Importantly, such gaps present an opportunity for California. As Isaac admits, “We have had willingness from a few majors to take on the Cycles Gladiator brand at £6.99, although there is no major distribution for Hahn Estates at £9.99.” This he believes is partly to do with the hole in the Californian category around the £7 mark. “I think if it was a £6.99 wine from Australia then we would have had less interest as there’s already so much at that price.”

Go over a tenner in the multiple grocers, however, and he says it’s difficult to get a listing for California. “Not only is there little wine sold at that level but it’s only really Chablis, Sancerre and Châteauneuf-du-Pape.”
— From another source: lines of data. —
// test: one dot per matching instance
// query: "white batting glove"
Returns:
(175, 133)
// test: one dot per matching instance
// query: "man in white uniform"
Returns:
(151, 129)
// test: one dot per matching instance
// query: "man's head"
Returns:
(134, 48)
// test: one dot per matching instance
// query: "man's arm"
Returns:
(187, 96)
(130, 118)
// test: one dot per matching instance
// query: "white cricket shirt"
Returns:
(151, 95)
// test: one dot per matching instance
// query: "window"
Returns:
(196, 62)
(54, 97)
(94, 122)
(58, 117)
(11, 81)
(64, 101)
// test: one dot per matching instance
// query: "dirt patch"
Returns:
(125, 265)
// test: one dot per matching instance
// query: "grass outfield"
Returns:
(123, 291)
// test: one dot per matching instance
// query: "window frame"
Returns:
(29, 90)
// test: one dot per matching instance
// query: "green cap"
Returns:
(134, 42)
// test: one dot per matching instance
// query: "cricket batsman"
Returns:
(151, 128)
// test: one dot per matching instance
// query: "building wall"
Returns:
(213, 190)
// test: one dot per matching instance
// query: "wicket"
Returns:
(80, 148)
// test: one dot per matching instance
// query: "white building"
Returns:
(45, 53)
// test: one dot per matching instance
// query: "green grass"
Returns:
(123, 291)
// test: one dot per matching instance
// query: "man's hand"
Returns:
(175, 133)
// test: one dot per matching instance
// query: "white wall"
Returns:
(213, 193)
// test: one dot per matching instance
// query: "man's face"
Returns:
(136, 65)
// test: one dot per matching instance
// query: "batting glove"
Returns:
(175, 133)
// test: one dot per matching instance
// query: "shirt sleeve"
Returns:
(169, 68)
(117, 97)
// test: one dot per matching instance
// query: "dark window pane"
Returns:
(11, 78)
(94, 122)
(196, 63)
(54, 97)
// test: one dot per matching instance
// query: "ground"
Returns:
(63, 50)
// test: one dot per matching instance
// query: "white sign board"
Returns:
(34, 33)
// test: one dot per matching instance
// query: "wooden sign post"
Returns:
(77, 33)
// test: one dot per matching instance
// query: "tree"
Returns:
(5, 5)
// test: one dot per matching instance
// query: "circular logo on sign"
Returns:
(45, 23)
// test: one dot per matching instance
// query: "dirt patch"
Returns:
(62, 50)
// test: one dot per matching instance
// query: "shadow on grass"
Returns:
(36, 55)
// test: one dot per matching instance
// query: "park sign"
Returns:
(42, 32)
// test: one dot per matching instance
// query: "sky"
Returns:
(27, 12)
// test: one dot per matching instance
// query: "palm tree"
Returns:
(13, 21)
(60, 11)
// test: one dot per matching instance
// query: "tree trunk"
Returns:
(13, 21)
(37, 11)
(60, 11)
Nevertheless, it seems the trade is no longer solely relying on the easy sell that is California’s biggest brands at mainstream prices. Any complacency is giving way to renewed interest in the category and its higher priced wines. And the focus on £5-£10 is not only vital for California’s profitability but also image and ability to enthuse, as it is at these price points that “the real creativity is happening”, according to McLaren.

But, there is still a long way to go for California in the UK. “The diversity doesn’t manifest itself,” mourns McLaren, adding, “retailers think that if they have one red Zinfandel they have that covered, but you wouldn’t do that with Chardonnay.”

He’s also “a bit disappointed that when California is given another slot it goes to Pinot Grigio – I’d prefer there to be something inherently Californian”. Then again, it’s not clear the UK consumer understands what that is – yet.

© db November 2007

 Rosé trends

Rosé’s extraordinary rise to prominence is almost entirely attributable to California, or rather the powerful brands that are Gallo and Blossom Hill. These labels, with their sweet pink wines, made from White Zin and White Grenache, have captured the attention of mostly female drinkers and brought a whole generation of people into the wine category at an early stage in their lives. Today, as Gallo’s Jane Hunter explains, “The US wine category contributes 52% to the total rosé wine market, with almost 40% of that share from Gallo Family Vineyards.”

There’s still plenty of growth in the sector, which is currently posting a volume increase of 29.8% (Nielsen MAT to WE 08.09.07), driving overall growth in the wine market, which would otherwise be stagnant. Fuelling the rosé resurgence, apart from California (with a 26.8% increase), are Australia, Chile, Italy and South Africa.

However, while the big brands, and the leading dynamic duo in particular, are so active in the rosé category, it was perhaps remarkable to learn that, for example, Jackson Wine Estates don’t have a Kendall-Jackson rosé, and Fetzer are only now launching a Bonterra rosé.

On the other hand, there is a danger the growth will start to slow, leaving latecomers to rosé without a retail listing. As Fetzer’s Simon Legge says, “I can envisage the rosé category running out of steam and that will lead to rationalisation, with only the best-selling lines left.”

And Elaine Dickie at WaverleyTBS, who handle Gallo and new addition Adler Fels, records a switch from Californian blush in the on-trade to pink Pinot Grigio from Italy. “This is a trade-led development,” she says. “It is seen as more trendy.”

Such a change is one further reason for California to significantly expand its offer beyond inexpensive branded blush because spreading your offer broadly, if more thinly, is vital insurance against changing tastes.